久生はもともと死者の魂を召し上げる役割を持つが、鸞の場合、生きている者から魂を引っこ抜くこともする。


波武(はむ)

実の名は「大波武」。成人男性を軽々背負える程の大きな白狼の姿の「尸忌(しき)」。

尸忌は、屍を召して地に返す役割を持つ神。

白雀の屍を召し損ねて以降、他に取られないように、何くれと力になる。

鳰(にお)

神に御身を御饌(みけ)に捧げる「夜光杯の儀」の贄にされ、残った右目と脳をビスクの頭部に納めた改造人間。

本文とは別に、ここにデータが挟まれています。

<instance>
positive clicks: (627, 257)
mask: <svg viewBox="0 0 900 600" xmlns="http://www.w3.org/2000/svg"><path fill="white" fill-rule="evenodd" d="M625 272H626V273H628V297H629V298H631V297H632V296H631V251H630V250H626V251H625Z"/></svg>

医術師の梟(きょう)の施療院で働いている。瀕死の白雀を看護した。

阿比(あび)

死者を弔う際に久生を呼び下ろす「謳い」。

屋代に所属しない「流しの謳い」を生業としており、波武、鸞とは古くからの知り合い。

遠仁相手に幾度となく修羅場を潜り抜けている。細かいことは気にしない性格。